To sit by me on a bench as chocolate ice cream dribbles down me and still want to take care of me? To protect me and stand by me, no matter how many wrinkles I sport or when the time comes that my boobs rest near my knees? To see me through menopause and the battle to keep myself in one piece, as I’ve read in dozens of magazine is something that’s difficult with a house full of kids and a husband who needs more attention. To support my career and support me if it doesn’t go exactly as planned – or if it does, to not be intimidated by my success? To hold my hand when I feel unsteady and one day, when I need it to even walk? Will someone see through the age and still be able to picture the same face they fell for when I was 20 or 30-something, full of vitality and courage, unbothered by the world and uninterested in its damnations?
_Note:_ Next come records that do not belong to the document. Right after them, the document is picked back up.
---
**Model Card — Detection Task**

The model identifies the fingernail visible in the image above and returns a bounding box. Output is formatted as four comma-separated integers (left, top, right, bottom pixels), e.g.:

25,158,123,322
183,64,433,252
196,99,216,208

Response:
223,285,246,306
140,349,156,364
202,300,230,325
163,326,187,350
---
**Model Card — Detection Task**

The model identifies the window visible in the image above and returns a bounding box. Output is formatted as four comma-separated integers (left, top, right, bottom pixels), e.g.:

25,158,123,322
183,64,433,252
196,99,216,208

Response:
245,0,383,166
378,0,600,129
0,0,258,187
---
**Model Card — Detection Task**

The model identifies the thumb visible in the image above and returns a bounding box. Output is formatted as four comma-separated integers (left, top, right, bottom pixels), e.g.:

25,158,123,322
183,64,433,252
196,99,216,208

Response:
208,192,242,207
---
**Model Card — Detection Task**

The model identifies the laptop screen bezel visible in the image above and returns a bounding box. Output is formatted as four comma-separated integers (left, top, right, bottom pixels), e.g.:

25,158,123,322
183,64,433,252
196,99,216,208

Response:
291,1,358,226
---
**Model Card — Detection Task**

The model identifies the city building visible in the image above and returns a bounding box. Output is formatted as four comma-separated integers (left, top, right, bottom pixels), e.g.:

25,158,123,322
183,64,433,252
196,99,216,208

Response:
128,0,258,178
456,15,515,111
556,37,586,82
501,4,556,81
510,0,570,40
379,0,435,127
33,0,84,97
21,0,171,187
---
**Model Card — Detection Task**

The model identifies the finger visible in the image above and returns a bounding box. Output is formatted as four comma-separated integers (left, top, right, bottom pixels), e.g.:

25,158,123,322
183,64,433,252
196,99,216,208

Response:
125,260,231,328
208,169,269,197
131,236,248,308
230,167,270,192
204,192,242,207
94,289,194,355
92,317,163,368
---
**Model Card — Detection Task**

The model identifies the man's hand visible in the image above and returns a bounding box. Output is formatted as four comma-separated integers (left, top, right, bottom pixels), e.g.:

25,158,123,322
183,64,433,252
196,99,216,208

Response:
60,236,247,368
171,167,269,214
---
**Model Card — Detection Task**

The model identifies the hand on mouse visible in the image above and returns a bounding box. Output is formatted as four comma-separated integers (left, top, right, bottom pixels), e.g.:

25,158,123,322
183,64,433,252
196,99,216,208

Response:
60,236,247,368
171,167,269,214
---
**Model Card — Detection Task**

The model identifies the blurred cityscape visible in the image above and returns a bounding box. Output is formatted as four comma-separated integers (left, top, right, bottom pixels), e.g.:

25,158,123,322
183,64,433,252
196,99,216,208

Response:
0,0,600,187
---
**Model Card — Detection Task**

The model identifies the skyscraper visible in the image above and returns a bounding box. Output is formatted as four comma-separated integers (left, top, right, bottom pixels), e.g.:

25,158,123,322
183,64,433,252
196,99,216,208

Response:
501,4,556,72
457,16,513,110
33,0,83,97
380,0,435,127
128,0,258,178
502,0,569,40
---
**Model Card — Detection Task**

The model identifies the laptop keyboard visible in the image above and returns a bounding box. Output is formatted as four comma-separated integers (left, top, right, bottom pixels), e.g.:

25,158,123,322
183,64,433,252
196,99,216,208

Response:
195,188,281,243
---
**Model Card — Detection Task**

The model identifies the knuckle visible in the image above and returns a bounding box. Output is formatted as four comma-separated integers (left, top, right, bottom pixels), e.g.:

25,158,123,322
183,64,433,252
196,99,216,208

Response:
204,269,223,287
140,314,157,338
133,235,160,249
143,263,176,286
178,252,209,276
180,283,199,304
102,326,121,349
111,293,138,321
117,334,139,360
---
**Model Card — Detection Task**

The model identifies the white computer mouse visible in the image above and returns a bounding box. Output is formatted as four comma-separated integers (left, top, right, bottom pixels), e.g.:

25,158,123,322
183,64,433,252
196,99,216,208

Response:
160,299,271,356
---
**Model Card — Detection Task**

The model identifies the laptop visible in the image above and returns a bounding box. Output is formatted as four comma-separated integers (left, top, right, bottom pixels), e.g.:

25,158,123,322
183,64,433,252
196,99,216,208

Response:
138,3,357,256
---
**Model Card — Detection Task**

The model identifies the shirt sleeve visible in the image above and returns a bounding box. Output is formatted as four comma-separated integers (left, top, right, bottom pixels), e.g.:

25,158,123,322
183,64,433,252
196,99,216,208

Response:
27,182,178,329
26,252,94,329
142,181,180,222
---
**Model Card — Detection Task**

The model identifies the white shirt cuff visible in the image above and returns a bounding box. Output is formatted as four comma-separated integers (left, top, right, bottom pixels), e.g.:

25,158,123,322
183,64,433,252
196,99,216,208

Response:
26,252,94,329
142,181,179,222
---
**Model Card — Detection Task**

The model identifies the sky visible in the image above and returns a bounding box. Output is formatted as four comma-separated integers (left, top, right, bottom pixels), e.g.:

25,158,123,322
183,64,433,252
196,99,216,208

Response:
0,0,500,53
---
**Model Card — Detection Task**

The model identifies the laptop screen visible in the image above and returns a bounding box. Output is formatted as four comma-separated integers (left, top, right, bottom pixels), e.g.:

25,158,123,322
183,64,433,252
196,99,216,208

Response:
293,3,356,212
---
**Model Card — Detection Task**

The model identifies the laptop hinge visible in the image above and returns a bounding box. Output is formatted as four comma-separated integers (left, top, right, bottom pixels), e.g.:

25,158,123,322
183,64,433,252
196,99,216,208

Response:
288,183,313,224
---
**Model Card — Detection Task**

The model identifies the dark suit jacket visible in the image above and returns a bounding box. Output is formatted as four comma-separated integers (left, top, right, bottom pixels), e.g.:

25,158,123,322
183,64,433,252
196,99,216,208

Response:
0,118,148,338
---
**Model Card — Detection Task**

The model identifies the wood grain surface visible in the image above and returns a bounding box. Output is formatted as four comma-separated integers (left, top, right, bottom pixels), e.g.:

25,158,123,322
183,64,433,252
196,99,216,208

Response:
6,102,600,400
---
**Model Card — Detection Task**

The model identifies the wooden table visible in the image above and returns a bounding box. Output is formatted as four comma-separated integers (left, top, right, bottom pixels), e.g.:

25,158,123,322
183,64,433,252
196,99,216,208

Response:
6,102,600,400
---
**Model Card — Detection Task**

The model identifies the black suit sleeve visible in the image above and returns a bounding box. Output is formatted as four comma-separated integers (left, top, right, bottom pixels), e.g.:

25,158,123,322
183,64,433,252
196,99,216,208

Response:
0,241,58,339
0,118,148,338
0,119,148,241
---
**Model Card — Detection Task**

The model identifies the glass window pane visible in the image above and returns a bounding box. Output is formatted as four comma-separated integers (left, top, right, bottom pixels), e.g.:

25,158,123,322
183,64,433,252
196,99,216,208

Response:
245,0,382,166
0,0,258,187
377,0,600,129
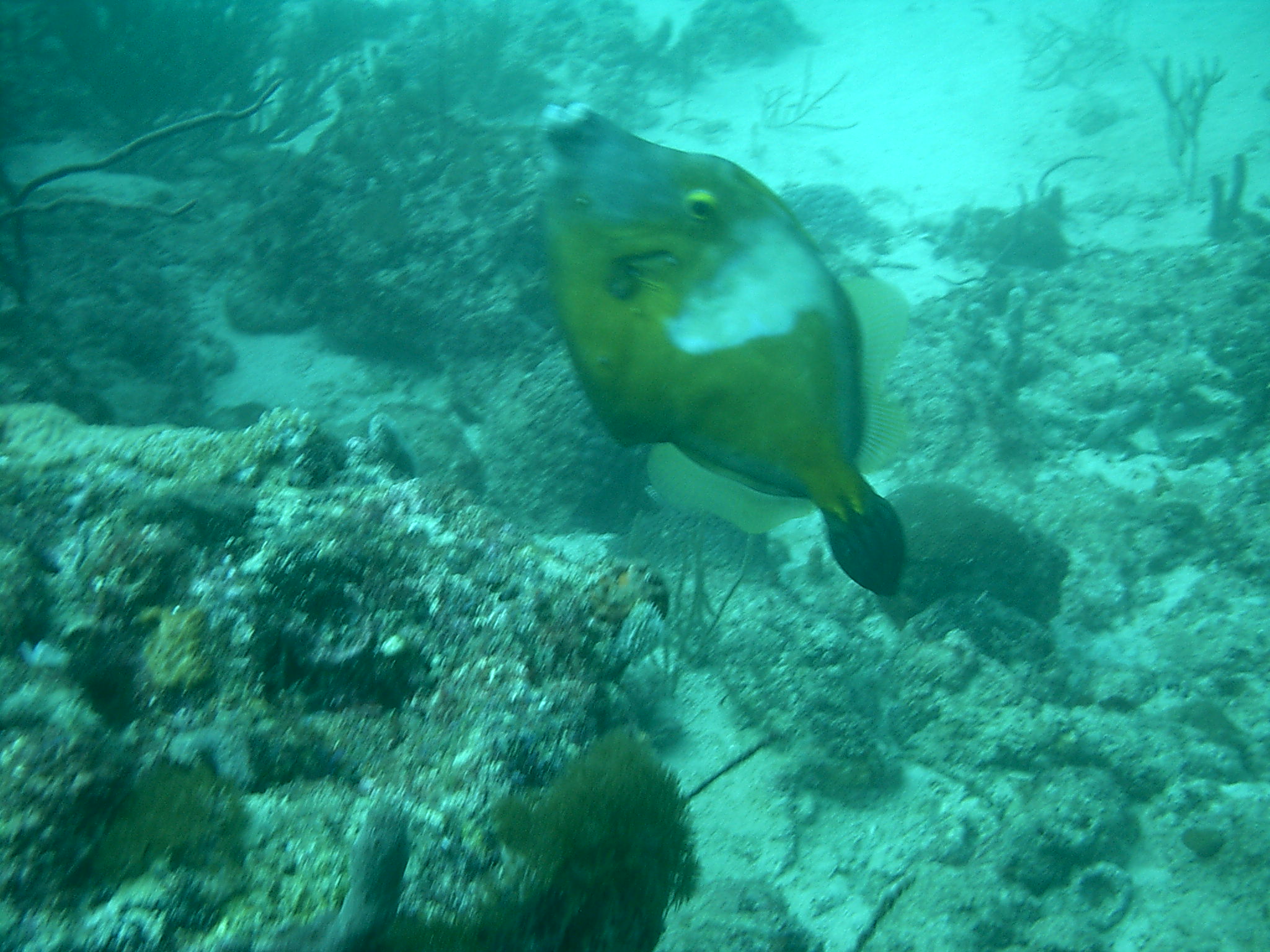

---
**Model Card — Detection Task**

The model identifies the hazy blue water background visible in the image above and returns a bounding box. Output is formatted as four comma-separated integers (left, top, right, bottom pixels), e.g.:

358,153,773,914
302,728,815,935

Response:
0,0,1270,952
I don’t know the story behind that couple. I don’t know if their romance was fiery and complicated, or if they were high school sweethearts or letter writers from some war. I don’t know if they have children or if those children have children. I don’t know where they’re from or why they decided to sit on Long Beach on a Friday afternoon, right before the clouds encompassed the never-ending blue sky.
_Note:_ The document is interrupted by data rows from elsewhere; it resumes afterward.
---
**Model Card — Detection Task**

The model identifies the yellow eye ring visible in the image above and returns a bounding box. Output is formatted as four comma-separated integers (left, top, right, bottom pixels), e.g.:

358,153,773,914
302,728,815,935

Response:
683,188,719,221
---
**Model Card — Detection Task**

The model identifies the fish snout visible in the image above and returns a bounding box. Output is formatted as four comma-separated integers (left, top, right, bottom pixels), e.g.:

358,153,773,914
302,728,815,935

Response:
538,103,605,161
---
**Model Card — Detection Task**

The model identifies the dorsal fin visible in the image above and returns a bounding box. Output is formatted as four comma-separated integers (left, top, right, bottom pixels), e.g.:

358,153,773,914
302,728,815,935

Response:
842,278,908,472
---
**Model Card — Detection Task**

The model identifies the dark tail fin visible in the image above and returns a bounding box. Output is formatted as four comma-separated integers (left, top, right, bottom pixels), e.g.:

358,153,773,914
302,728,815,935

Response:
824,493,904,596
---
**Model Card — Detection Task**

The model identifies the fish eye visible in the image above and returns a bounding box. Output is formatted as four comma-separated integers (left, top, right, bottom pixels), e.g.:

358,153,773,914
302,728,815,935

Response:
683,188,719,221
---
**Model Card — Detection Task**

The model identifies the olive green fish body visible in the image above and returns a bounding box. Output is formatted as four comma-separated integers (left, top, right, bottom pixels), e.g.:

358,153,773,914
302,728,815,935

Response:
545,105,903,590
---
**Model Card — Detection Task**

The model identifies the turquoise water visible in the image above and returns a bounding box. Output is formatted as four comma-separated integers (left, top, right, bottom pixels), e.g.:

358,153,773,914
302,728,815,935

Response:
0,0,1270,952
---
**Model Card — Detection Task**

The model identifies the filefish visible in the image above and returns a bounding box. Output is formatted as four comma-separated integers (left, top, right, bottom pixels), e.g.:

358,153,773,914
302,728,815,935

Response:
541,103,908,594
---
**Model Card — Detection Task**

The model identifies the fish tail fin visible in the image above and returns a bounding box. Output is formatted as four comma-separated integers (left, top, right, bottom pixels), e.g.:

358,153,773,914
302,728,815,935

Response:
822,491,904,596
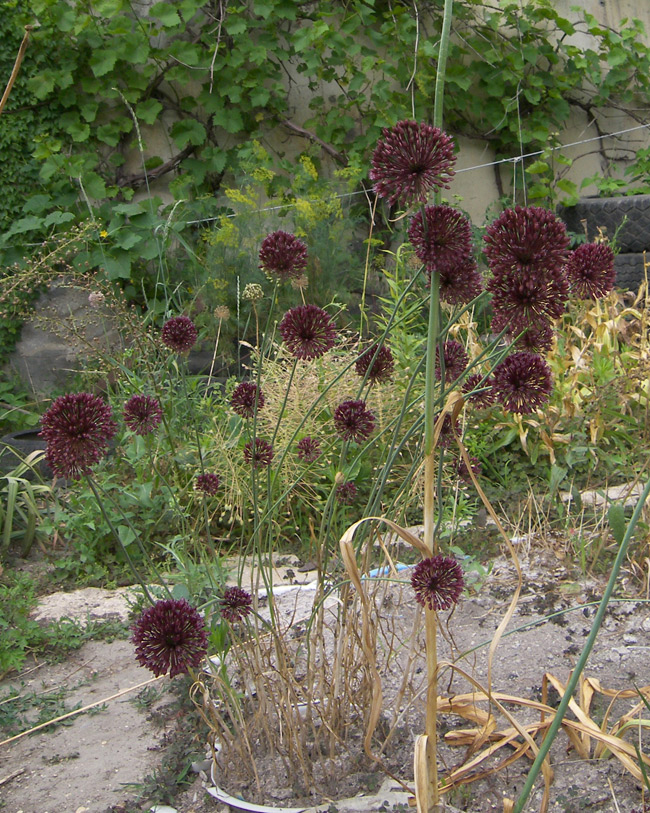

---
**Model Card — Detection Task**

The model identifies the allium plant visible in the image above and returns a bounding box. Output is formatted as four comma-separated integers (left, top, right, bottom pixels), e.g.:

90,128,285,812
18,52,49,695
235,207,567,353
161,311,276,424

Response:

But I do know that regardless of where my life takes me, how many magazines I write for, how many loves I have, or how many days I spend at the beach, listening to the sound of the ocean and feeling the sand crinkle between my toes, one day many, many moons from now, I hope to be standing by the side of a man who would rather eat ice cream with me and think about all the love we have and the memories we’ve created – like the time I showered myself in a chocolatey mess – than be anywhere else in the world.
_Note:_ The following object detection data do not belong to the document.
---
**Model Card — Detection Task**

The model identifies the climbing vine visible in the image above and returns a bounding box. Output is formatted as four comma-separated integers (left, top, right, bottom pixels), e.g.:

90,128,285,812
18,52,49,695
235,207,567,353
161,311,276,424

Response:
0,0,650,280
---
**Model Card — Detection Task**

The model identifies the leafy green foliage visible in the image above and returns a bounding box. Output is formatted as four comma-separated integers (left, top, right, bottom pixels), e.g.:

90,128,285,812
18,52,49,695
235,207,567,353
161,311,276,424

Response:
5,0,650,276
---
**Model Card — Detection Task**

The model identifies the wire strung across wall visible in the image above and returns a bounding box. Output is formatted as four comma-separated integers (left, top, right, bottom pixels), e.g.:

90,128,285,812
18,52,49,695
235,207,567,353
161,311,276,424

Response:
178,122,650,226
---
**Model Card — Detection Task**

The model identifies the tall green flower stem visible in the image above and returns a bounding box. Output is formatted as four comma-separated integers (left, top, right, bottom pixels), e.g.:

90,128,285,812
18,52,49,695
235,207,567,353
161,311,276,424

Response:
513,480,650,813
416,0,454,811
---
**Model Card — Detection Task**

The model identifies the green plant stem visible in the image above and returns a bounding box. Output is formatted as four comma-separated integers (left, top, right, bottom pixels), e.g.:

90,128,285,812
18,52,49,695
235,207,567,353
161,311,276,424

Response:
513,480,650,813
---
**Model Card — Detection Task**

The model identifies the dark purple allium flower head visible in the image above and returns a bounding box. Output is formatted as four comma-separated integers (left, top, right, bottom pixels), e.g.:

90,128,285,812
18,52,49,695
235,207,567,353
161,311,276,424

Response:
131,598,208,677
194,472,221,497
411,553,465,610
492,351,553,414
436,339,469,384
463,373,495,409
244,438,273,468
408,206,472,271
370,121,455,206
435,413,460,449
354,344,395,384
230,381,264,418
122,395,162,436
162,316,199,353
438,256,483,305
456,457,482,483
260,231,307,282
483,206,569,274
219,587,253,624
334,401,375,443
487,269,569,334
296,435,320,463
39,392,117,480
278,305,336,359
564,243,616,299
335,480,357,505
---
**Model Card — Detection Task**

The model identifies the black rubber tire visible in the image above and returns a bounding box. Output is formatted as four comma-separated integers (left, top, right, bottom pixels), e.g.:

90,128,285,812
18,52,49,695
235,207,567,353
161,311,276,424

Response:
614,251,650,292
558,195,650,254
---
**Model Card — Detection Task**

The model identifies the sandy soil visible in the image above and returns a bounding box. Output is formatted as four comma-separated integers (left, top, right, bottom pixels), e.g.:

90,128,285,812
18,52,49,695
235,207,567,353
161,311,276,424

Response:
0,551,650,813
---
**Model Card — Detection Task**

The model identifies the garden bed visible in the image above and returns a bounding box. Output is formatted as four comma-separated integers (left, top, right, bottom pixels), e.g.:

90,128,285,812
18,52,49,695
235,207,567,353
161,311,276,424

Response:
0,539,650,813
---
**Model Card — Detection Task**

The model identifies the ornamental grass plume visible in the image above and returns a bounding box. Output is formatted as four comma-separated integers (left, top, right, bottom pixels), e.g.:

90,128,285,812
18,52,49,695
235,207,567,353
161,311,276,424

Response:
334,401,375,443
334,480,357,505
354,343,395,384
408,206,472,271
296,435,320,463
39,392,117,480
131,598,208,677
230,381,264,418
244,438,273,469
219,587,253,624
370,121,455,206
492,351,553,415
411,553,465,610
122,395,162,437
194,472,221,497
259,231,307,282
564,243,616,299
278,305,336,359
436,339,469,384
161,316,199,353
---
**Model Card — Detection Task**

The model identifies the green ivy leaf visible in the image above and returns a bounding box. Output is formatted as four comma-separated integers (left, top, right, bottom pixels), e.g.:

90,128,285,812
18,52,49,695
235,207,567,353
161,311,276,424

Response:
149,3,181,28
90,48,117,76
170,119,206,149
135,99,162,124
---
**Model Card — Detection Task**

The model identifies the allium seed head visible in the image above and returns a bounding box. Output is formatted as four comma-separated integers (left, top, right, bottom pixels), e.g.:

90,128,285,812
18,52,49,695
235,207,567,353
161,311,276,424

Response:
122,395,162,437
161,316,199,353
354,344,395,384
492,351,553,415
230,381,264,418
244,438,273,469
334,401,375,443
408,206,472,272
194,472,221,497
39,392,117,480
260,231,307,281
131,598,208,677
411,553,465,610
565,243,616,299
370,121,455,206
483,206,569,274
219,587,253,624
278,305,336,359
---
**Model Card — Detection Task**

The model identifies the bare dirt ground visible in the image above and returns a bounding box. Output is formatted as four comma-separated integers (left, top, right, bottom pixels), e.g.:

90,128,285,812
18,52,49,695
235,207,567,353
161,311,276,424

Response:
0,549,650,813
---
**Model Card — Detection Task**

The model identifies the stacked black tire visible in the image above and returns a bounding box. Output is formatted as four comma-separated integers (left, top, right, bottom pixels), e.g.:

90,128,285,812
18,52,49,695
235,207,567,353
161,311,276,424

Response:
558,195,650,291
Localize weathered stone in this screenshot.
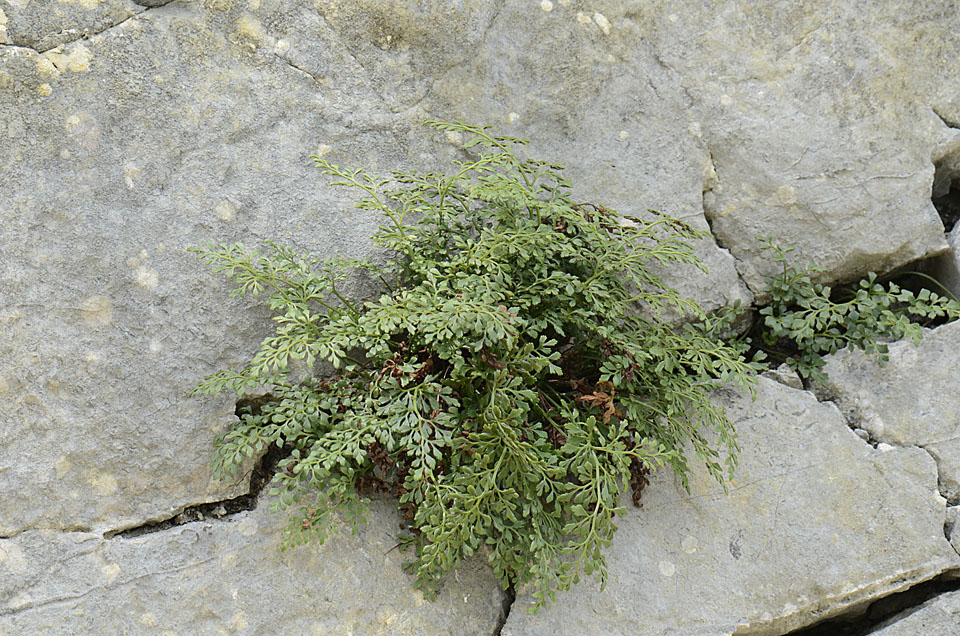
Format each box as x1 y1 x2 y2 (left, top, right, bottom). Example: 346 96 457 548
0 0 144 53
503 378 960 636
0 502 502 636
818 322 960 503
0 0 750 536
870 592 960 636
931 223 960 298
620 1 960 292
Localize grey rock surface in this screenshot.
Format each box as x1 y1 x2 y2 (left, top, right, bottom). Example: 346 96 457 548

Daily Gratitude: I’m thankful for those Louie Armstrong moments that just keep coming.
I’m 58. I still want that kind of love. My wife talks like Mr. P, its about her turn to talk, not about answering me or considerign what I may say to her. 20 years, and no it seems she is definitely NOT the right one. Sigh. I don’t want to grow old with that. I still want love. Almost to the lawyer to file for divorce, to have the opportunity to find the woman I want to wipe ice cream off of in 20+ years, or more.
I exercise to stay healthy, eat better then almost anyone, since I have VERY severe heart disease already. I am still active, alert, working, and can please a woman behind closed doors. Really.
Mr. P has to eat better
Wow, this was a very beautiful post. Thanks for sharing it. I want that kind of love too, and sometimes I’m so afraid I won’t find it that I tell myself that it doesn’t exist. That that man cheated on that woman one time, and they aren’t as in love as it seems, or something like that. I know, sick. I’m jaded. I’m working on it. But I know I want this kind of love…. and maybe the only way of having a chance of getting it is to believe in it?
I believe that that kind of love comes with time and commitment.
When youve built a history together with someone over years, you see beyond the wrinkles, the graying hair, or the belly that’s grown. You only see the man/woman you once fell in love with.